On the Camino, you will walk on mountain trails, country lanes, single-tracks, wide paths. You will walk on pebbles, gravel, dirt, sand, cobblestones, tarred roads, concrete, and hard pack. If it rains, the way can be muddy and sometimes slick. In the heat of the day, a thick sole can prevent scorching the bottom of your feet.
Lightweight hiking shoes are more flexible than the high-top version. Look for shoes with a rugged sole that can grip the hills but bend enough for a rolling stride on level terrain. Consider shoes with a reinforced toe area to protect your feet from bumps against rocks and roots.
Look for shoes with air pockets in the rubber bottom of the shoe to reduce impact.

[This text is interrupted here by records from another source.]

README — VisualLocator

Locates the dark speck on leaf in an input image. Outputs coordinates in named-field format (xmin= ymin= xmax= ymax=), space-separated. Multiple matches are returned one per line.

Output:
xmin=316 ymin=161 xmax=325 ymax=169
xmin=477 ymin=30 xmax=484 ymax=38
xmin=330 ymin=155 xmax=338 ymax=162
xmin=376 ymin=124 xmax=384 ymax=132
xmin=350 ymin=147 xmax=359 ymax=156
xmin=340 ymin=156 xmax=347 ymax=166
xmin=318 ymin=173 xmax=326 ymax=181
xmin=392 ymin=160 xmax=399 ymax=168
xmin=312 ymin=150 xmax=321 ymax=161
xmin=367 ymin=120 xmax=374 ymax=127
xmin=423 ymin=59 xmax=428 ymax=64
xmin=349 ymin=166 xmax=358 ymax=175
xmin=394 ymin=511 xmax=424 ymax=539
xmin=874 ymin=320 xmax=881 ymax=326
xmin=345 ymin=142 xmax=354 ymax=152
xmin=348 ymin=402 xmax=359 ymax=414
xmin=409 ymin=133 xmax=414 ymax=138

This extra cushioning can make your walk more comfortable and reduce the chance for injury.
Shoes with a mesh upper let air circulate to help keep feet dry and cool. I also recommend removing your shoes and socks whenever you stop for a break. If your feet tend to overheat and sweat, consider walking in hiking sandals. They are light weight and, if purchased correctly, can give your feet the support and traction you need. Some even have toe guards.
I carry walking shoes and hiking sandals. Which pair I wear depends on the weather, terrain, and temperature, but I tend to favor the sandals.
Other things to consider
- For high arches, look for a thick midsole.
- For flat feet, buy a shoe that’s firm around the heel.
- Choose a shoe that is as wide as or slightly wider than your foot. You don’t want your toes crowding each other.
- Can you easily bend the shoe? This is a good test for the shoe’s flexibility.
Replace your shoes after walking 350 to 600 miles.